= John Barr (poet, born 1809) =

Scottish-New Zealand poet

John Barr of Craigilee (24 October 1809 – 18 September 1889) was a Scottish–New Zealand poet.

==Biography==
Born in Paisley, Scotland in 1809, Barr moved to Otago in 1852, and farmed a property at Halfway Bush. In 1857 he moved with his wife Mary Jamieson (née Lamb) and their four children to Balclutha, and established a farm which he called Craigilee. He was the founder of the New Zealand Robert Burns Society.
In his time, he was considered the Laureate of Otago Province, of which he wrote, in Lowland Scots:

There's nae place like Otago yet,
There's nae wee beggar weans,
Or auld men shivering at our doors
To beg for scraps or banes

By Feb 1862 John was in Dunedin when he printed a 'little volume' of poems, published in Edinburgh.

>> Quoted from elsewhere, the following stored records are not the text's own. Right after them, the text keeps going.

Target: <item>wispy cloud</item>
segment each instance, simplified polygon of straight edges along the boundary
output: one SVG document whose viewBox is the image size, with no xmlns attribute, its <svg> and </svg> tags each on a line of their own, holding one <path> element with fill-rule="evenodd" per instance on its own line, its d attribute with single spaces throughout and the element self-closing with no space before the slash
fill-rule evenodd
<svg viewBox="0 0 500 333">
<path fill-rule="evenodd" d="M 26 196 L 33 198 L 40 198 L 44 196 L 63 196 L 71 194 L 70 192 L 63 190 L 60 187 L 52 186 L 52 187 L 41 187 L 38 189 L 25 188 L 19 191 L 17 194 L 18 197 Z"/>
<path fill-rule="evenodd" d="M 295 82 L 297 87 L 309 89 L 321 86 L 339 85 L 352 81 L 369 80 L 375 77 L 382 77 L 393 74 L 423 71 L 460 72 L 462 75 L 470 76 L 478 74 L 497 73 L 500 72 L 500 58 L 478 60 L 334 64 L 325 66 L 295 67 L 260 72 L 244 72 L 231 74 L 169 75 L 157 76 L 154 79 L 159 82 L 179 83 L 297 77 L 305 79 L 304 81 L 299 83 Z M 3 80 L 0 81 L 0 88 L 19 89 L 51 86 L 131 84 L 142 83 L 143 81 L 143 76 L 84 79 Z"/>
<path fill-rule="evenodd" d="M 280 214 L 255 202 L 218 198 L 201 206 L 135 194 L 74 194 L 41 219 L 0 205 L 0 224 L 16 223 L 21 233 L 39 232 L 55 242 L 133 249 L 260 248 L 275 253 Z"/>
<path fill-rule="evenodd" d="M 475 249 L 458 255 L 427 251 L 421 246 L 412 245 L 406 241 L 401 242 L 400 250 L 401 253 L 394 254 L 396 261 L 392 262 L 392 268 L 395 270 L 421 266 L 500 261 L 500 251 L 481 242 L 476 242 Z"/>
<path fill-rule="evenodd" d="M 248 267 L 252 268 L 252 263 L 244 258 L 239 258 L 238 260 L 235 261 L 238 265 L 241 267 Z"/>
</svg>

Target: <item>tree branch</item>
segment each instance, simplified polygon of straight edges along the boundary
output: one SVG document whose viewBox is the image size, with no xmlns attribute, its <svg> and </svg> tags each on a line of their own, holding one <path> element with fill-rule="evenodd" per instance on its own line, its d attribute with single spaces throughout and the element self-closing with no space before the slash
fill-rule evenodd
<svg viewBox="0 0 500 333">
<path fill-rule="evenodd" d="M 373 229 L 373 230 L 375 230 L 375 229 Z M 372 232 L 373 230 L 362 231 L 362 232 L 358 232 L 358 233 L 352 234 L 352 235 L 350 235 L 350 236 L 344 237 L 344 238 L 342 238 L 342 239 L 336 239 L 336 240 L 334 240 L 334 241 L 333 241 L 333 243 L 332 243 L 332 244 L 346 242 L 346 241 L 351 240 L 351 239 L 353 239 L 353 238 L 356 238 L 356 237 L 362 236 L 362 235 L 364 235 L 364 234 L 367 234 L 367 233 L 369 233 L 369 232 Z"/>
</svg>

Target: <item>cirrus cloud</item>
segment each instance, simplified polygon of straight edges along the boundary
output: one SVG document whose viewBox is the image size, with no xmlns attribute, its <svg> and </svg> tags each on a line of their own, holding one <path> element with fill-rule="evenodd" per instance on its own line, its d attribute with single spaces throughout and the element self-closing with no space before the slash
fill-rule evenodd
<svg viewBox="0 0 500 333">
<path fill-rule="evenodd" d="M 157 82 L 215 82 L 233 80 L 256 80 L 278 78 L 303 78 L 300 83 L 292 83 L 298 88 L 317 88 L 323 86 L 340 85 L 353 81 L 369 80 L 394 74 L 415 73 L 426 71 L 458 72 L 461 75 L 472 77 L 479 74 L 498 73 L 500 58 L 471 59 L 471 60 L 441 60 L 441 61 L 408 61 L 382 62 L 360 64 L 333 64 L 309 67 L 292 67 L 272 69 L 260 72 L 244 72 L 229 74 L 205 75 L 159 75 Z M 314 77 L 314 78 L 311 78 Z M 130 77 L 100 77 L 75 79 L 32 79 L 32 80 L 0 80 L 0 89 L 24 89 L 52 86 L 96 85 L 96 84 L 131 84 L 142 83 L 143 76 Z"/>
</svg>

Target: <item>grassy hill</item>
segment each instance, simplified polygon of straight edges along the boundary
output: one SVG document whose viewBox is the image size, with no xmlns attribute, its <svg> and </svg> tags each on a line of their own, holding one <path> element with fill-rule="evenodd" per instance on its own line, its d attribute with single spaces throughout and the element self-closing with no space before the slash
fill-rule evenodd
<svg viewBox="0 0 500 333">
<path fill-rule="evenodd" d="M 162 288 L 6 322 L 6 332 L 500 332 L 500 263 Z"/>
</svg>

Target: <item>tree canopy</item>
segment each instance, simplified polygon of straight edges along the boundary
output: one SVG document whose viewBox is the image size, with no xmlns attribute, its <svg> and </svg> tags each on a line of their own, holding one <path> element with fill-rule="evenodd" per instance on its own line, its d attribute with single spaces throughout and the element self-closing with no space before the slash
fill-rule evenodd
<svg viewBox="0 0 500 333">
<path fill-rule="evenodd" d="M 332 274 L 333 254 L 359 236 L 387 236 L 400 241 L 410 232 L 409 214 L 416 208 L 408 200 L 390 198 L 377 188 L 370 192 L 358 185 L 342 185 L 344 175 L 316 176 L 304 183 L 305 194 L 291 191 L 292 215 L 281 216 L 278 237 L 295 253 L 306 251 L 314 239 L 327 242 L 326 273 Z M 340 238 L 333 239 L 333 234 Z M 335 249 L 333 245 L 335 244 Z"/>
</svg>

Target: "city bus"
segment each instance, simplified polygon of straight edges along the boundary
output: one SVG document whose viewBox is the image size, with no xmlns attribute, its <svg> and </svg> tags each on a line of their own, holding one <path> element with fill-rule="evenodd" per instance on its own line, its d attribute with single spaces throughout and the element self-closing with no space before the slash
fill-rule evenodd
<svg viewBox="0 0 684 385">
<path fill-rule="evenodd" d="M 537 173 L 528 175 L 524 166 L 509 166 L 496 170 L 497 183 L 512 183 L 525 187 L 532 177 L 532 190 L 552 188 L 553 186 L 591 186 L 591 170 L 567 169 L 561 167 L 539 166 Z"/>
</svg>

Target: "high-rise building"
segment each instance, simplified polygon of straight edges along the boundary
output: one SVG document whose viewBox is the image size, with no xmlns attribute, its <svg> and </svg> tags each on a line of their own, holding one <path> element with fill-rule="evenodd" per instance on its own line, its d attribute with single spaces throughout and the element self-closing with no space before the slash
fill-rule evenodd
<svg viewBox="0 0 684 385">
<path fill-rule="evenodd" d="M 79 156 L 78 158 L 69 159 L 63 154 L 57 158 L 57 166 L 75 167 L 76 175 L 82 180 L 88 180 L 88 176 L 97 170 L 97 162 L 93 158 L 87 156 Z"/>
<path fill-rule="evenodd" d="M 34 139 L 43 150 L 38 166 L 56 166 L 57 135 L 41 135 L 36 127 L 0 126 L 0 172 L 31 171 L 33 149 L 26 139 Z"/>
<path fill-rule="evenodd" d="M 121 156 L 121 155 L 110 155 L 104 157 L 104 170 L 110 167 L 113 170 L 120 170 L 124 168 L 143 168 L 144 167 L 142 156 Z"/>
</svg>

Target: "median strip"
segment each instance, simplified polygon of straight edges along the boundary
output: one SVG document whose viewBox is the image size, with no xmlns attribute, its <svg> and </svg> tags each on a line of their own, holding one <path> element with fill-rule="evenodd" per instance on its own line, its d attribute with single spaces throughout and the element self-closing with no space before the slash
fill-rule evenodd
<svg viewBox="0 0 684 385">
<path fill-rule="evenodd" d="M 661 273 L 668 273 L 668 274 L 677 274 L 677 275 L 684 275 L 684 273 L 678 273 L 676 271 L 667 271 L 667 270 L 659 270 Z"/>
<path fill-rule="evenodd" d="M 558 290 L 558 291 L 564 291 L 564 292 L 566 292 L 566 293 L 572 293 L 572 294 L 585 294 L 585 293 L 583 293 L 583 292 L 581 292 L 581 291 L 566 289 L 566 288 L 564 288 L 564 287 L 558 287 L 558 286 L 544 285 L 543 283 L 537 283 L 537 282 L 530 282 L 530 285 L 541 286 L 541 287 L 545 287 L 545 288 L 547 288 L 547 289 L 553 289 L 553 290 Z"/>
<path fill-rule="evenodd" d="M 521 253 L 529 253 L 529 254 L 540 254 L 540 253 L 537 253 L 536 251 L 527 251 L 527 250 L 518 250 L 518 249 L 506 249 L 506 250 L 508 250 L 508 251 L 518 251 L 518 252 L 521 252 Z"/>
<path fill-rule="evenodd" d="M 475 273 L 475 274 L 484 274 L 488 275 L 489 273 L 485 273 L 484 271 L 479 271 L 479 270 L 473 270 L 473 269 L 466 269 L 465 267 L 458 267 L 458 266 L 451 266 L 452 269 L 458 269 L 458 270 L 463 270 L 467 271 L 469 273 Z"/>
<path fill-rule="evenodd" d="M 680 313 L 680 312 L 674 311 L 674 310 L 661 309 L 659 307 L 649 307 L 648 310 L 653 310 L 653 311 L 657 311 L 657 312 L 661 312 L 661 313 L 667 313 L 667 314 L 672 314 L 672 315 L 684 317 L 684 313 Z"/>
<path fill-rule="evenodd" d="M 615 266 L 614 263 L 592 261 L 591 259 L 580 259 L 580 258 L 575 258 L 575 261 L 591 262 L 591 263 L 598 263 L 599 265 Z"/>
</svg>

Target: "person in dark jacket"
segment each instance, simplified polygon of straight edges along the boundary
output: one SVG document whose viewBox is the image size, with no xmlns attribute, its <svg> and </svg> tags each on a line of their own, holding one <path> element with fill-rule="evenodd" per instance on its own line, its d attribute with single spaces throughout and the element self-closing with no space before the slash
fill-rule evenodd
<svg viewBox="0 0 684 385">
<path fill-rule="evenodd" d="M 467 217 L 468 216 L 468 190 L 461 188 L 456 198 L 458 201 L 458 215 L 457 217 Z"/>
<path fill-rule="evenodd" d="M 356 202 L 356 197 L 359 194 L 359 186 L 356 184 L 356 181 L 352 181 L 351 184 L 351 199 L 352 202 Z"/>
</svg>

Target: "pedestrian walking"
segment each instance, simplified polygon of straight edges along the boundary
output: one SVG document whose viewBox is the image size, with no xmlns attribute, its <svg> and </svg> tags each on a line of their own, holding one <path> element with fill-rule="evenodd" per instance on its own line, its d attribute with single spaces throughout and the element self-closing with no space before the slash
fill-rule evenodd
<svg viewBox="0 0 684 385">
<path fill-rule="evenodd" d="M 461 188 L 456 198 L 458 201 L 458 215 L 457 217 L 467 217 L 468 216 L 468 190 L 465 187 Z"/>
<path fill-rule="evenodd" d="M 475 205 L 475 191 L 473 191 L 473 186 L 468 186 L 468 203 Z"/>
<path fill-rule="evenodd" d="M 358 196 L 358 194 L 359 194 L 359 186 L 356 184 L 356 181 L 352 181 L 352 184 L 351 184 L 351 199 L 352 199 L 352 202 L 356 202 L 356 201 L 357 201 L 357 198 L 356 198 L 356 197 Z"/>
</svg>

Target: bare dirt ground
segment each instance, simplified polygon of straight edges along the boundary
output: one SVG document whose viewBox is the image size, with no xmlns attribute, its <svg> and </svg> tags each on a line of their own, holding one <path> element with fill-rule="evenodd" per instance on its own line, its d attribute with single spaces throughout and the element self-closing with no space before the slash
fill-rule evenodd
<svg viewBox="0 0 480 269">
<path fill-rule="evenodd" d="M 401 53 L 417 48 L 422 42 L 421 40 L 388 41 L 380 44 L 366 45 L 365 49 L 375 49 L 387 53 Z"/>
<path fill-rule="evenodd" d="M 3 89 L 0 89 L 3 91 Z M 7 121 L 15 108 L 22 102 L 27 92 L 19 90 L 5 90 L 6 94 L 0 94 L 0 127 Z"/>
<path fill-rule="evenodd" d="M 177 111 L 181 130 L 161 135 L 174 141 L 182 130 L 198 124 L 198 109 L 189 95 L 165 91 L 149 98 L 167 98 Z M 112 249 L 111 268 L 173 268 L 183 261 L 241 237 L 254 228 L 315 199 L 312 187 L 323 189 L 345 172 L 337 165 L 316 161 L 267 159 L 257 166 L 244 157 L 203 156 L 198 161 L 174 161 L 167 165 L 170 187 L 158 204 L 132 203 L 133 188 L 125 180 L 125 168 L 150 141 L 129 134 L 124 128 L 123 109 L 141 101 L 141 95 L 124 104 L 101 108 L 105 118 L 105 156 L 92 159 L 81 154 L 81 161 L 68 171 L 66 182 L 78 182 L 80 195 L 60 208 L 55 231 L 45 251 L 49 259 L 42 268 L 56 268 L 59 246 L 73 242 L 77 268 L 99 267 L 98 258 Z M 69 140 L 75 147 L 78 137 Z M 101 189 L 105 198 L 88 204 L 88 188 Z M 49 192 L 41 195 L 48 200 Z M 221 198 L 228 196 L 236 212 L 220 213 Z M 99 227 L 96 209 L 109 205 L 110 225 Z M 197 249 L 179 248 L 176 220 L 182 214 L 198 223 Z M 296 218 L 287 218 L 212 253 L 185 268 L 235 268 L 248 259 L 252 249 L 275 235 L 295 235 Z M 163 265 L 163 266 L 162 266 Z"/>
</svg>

The 'Otago Daily Times' wrote ... "quite irrespective of their local character, which endows them with a peculiar attraction, the Poems possess intrinsic merits in themselves which entitle them to rank high as literary productions"

Allen Curnow described his writing as "this Scots-colonial parritch... watery gruel at the best." Barr died on 18 September 1889 at Dunedin.